One portion of awareness is on the movement of breath, the sensation of incoming air in the nostrils and the deep belly expansion as it gently fills up, stomach moving out to accommodate this invisible nutrient; ribcage reaching out while some hidden spongy tissue gently pushes outwards.

At the same time, part of this awareness is on more weighty physical matters, like the left heel tucked in against the peritoneum, the start of a little numbness in the thigh; the right leg almost drooping down to touch the floor nowadays, with a slight discomfort at the hip socket, which has widened over the last few months to accept this difficult posture for me; the sensation of the spine and neck, with a heavy head perched delicately on top; the hands facing upwards, probably with fingers slightly curled instead of flat, but closed eyes and concentration do not permit one to look down and see... Another dose of awareness hears the inner sound ringing in the head, which never goes away, although one might be more or less conscious of it and listen more or less attentively. Simultaneously the throbbing of the heart can sometimes be noted, and the remote sensation of blood rushing through its chambers and echoing in the inner ears.

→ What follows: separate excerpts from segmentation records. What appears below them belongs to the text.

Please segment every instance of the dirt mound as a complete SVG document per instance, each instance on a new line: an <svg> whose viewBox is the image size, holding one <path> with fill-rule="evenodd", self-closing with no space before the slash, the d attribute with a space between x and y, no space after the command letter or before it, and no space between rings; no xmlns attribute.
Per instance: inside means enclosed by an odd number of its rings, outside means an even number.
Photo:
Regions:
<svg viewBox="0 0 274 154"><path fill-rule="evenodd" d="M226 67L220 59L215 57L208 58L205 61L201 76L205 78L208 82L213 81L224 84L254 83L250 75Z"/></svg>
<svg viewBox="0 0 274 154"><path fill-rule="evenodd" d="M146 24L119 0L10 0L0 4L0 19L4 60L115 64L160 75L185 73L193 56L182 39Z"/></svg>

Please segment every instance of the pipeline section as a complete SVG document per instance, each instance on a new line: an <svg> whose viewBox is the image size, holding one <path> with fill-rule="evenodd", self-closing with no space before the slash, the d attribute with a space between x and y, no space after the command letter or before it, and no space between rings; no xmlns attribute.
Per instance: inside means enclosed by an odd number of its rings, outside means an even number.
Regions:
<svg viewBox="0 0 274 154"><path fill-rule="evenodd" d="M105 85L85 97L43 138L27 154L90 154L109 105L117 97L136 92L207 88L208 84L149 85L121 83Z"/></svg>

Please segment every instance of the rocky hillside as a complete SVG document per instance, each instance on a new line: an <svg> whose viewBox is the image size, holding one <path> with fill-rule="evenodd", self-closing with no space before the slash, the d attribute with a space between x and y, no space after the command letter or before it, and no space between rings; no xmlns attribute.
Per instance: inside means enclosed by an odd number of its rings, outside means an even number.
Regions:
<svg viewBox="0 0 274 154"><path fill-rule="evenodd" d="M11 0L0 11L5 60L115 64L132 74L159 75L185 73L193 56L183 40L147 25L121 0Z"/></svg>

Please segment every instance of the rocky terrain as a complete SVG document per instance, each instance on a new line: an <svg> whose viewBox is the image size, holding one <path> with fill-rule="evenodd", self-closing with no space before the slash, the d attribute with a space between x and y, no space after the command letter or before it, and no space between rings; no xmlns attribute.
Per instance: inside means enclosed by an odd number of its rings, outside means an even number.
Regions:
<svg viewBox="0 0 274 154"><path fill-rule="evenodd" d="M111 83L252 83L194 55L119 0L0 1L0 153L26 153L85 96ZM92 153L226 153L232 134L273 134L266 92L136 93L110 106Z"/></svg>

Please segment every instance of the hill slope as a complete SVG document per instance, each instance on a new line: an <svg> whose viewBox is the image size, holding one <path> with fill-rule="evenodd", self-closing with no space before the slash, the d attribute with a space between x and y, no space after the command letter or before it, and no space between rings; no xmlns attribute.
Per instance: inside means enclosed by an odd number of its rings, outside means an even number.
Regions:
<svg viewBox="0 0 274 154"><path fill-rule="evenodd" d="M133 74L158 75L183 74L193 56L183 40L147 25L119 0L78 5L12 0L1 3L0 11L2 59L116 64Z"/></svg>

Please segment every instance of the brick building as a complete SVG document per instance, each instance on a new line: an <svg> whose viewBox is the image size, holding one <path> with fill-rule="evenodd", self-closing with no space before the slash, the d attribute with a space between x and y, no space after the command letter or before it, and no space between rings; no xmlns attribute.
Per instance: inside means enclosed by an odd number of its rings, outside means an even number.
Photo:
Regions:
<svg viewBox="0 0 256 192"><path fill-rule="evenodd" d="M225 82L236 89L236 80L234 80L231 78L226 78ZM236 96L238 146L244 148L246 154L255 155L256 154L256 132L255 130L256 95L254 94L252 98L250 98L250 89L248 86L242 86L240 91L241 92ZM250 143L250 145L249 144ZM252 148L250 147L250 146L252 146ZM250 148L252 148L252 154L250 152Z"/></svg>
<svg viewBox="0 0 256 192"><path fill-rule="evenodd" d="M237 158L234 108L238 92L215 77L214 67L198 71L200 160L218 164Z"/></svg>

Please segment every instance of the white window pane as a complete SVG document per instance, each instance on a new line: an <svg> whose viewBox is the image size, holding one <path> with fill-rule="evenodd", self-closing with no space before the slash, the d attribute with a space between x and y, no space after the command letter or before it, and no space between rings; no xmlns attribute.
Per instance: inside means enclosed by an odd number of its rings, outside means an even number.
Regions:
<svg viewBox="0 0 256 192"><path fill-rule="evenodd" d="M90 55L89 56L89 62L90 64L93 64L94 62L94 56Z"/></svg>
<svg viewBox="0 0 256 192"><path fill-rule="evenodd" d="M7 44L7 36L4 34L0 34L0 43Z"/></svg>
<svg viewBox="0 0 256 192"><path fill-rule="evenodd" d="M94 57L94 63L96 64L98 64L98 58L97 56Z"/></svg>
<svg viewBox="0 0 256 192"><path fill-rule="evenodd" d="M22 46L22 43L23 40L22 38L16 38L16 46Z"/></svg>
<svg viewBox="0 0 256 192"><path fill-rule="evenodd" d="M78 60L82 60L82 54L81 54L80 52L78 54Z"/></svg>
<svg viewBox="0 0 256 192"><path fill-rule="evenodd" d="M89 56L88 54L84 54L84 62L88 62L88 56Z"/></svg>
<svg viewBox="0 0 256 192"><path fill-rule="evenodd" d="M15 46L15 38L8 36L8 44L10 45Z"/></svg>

And, surprisingly, there is still another share of awareness to be dished out in response to the mental body, the so-called mind. Together with breath – if we are immersed in an exercise using words – there are two phrases repeated over and over again along with the breathing practise. So the sense and meaning of these phrases are present on the mental screen. This becomes repetitious at times and allows the mind, underneath the higher sensation of just being aware and looking, to conjure up picturing of, say, a job to be done, an experience recently had, a string of words heard not too long ago, or a situation automatically imagined as being possible in the near future. As one sits quietly and observes and puts effort into a certain thought, others come unsolicited and un-searched-for. This is the mystery of modern minds. There is no “me” or “I” behind these odd extemporaneous thoughts that pop into the mind: they well up without being asked for from a pit whose bottom we cannot see. We do not know where they come from. We can only see that they do come.

Renewed attention again on either the mental or physical state quietens these occasional meanderings and brings a new sensation of standing above all this activity – both wanted and unwanted. The attention becomes riveted on either a darker speck in the blackness of the eye’s focus on a place, sometimes nearer, sometimes infinitely distant, just above and between the eyebrows; or a field of purple surrounded by yellow that pulsates and comes and goes. It is now, having climbed somewhat above the chattering headbox, that one’s sensation of “I” rests in a gentle and calm cloud of peace and quiet (which may or may not ignite waves of pleasure welling up from the body), which, however, is never enough and must be pursued even further…

And so it is to do nothing and yet be intensely active.